Décorer sa maison, son appartement peut être source de plaisir… ou pas. Nombreux sont ceux qui n’ont ni le temps, ni l’envie de passer des heures à choisir des meubles, des tissus ou la couleur de la peinture des chambres. La solution est relativement simple: recourir au savoir-faire d’un ou d’une architecte d’intérieur et décorateur comme la talentueuse Inés Benavides, que j’ai rencontrée pour All-I-C.Valérie Dana, Madrid.

 

Inés Benavides est une femme souriante, cultivée qui peut paraître fragile de prime abord, mais en parlant avec elle je me rends vite à l’évidence: j’ai devant moi une personne qui sait parfaitement ce qu’elle veut. Ses meubles aux lignes très épurées, transmettent à la fois force et légèreté. Sa décoration laisse respirer les espaces qu’elle embellit. Elle travaille autant pour des projets privés que pour des lieux publics, qu’elle habille avec sensibilité et élégance.

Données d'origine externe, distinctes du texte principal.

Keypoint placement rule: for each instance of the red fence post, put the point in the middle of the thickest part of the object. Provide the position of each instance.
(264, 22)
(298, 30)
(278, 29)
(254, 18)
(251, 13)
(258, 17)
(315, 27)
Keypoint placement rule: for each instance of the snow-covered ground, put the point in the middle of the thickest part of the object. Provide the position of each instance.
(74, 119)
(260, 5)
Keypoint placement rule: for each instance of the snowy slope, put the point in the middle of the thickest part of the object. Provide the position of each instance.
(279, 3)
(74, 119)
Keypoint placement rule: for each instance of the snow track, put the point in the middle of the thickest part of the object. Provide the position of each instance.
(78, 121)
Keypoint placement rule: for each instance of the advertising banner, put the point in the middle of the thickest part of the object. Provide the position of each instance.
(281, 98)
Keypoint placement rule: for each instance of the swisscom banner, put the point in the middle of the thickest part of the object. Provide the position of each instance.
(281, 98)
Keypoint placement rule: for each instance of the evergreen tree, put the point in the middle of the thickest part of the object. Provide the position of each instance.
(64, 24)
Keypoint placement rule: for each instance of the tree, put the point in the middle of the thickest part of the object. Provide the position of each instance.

Son parcours n’est pas commun – elle fut ingénieur des mines dans la première partie de sa vie –  mais elle parle de ce revirement avec tant de naturel qu’il semble aller de soi. Elle transmet une véritable passion pour un métier qui l’habite. Entrons dans l’univers de la décoratrice et architecte d’intérieur espagnole Inés Benavides.

V.D. Comment êtes-vous passée du métier d’ingénieur des mines à la décoration et à l’architecture? Et en quoi ce passé influe-t-il sur votre présent?
Inés Benavides:
C’est un changement de carrière inhabituel, mais pour moi ce fut assez naturel car la décoration, le design et l’architecture étaient mes hobbies depuis très jeune. Quand mon métier d’ingénieur est devenu trop difficile à concilier avec ma vie familiale, j’ai décidé de l’abandonner et de créer mon propre studio de design et d’architecture d’intérieur. Ma formation d’ingénieur dans le conseil en stratégie m’a été très utile car elle m’a donné les bases pour devenir entrepreneur. Ma formation technique l’est aussi pour les projets d’architecture.

Depuis très jeune, vous avez beaucoup voyagé, vous êtes polyglotte: cette connaissance de différentes cultures a-t-elle un impact sur votre travail?
L’ouverture au monde extérieur est extrêmement importante dans mon travail. C’est en voyageant que je trouve mon inspiration. De plus, le fait de bien connaître plusieurs cultures m’aide avec mes clients, en majorité étrangers.

Comment naissent vos idées?
Je m’inspire de toutes sortes de choses, certaines très banales comme par exemple la feuille d’un arbre ou une cannette de Coca Cola, ou d’autres, beaucoup plus sophistiquées. Pour moi, il est très important de voyager, de visiter des expositions, d’aller au cinéma, de lire,… En résumé, avoir une vie active me permet d’être confrontée à beaucoup de situations différentes et ceci est important car à n’importe quel moment, une idée peut surgir.

Vous créez – j’insiste sur le mot « créer » des objets magnifiques. Cette forme d’artisanat est-elle importante pour vous?
En effet, nous créons, nous ne produisons pas. De cette manière, nos pièces sont uniques et intemporelles; les finitions sont impeccables et nous surveillons, de manière quasi obsessionnelle, tous les détails. Le résultat de ce travail donne sa valeur à l’objet. Ma façon de faire du design est particulière car mes pièces n’existent qu’en cinq exemplaires au maximum. Je suis très exigeante et cela me demande beaucoup plus de travail, mais cela me donne aussi beaucoup de satisfactions.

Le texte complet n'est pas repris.